Have you noticed that we take for granted the bad behaviors and excuses of people who should know better? I'm referring to those who say and do ridiculous or hurtful things without being aware of how they look to the average people around them. Sometimes, they make fools of themselves in front of millions of TV viewers. ("Reality" shows are filled with such personalities.) I've watched many a courtroom trial where I wonder, "Aren't they listening to themselves?"

After being aware of so much self-deception going on for so many years, one thing stands out: These people lack introspection; meaning, "Contemplation of one's own thoughts and feelings; self-examination."

Those who are raised in a religious setting are taught to refer any self-examination in reference to a deity. (In Catholicism, "examination of conscience" was another of its recommended spiritual-obsessive-compulsive disorders. To the church, "contemplation" has a different meaning: ruminating on the words and thoughts of God and his will through scriptures and the words of his appointed authorities. (That same methodical practice of "religious contemplation" led me to question those scriptures and authorities, and so it backfired on faith.) In being other- (God)-directed, religion has hijacked normal introspection, the contemplation of one's own true and sincere thoughts and feelings.

Christianity discourages introspection. Introspection about why you believe, about what influenced you to believe without evidence.

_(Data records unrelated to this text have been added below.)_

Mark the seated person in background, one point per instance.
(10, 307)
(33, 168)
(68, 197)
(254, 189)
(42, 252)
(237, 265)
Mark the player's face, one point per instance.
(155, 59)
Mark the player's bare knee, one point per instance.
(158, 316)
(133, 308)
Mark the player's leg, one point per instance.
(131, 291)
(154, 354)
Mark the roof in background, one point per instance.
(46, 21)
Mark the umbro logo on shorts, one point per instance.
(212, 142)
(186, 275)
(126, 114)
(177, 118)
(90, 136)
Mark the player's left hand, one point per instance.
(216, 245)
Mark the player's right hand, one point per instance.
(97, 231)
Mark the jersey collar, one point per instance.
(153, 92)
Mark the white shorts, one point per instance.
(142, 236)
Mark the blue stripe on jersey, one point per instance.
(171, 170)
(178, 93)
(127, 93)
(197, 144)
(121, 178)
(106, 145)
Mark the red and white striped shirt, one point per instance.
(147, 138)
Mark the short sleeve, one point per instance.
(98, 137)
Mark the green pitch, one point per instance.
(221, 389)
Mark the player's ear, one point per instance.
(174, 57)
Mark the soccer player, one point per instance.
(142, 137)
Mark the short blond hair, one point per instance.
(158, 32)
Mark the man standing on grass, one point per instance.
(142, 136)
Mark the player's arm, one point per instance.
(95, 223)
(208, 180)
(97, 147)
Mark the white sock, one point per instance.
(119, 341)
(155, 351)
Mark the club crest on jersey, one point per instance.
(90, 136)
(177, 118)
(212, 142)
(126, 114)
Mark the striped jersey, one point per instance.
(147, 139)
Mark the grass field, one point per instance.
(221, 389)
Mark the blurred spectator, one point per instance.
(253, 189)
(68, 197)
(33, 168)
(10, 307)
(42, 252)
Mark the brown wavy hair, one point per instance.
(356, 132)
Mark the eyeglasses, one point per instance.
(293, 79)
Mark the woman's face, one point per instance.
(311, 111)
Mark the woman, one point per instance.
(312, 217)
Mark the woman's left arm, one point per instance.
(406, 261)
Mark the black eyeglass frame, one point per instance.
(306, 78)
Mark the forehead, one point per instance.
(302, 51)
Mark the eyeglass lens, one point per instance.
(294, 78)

Religions are threatened by your contemplation of your feelings and thoughts, by your unease with dogmas and irrationality, by your doubts, and by your taking on personal responsibility to find solutions and answers on your own.

Christianity discourages introspection. Don't Christians who commit premeditated crimes lack introspection? They don't consider the long-term consequences of their actions. For example: a spouse in an adulterous relationship, who gets a lover to kill the husband or wife, thinks that this will free them to be together forever. They end up in separate jails, losing everything. They didn't even have enough introspection to think about how their decisions will affect their children's or their own futures. They do not take the next step of thinking about what will be the consequences of their self-deception and instant gratification.

In backward societies, and in ultra-religious societies (often one and the same), revenge is traditional. Some forgivings are not options. Thus there's no breathing room for introspection as long as God or Allah and his representatives maintain a policy of revenge against those who do not agree with their wills. Thousands of years have already been spent in human rights abuses and other revenge against "infidels," and in "killing the man who killed my brother." There is no progress in that tradition. Aren't those societies of non-introspective true believers only cogs in a revenge machine?

Do the obsessively-compulsed religious lack introspection about what it means to live life fully and deeply, and the consequences of denying living so to others, due to their repetitious revenges on those who disagree with them? And surely, they have no contemplation concerning what it is that humans find so ghoulishly attractive about causing and receiving tragedy. Don't religions feed on this, furthering a backwards, fatalistic, sacrificial Bronze Age mentality? These are the kinds of unthinking, "why don't we take the next step?" absences that are major problems with religions. Think about it.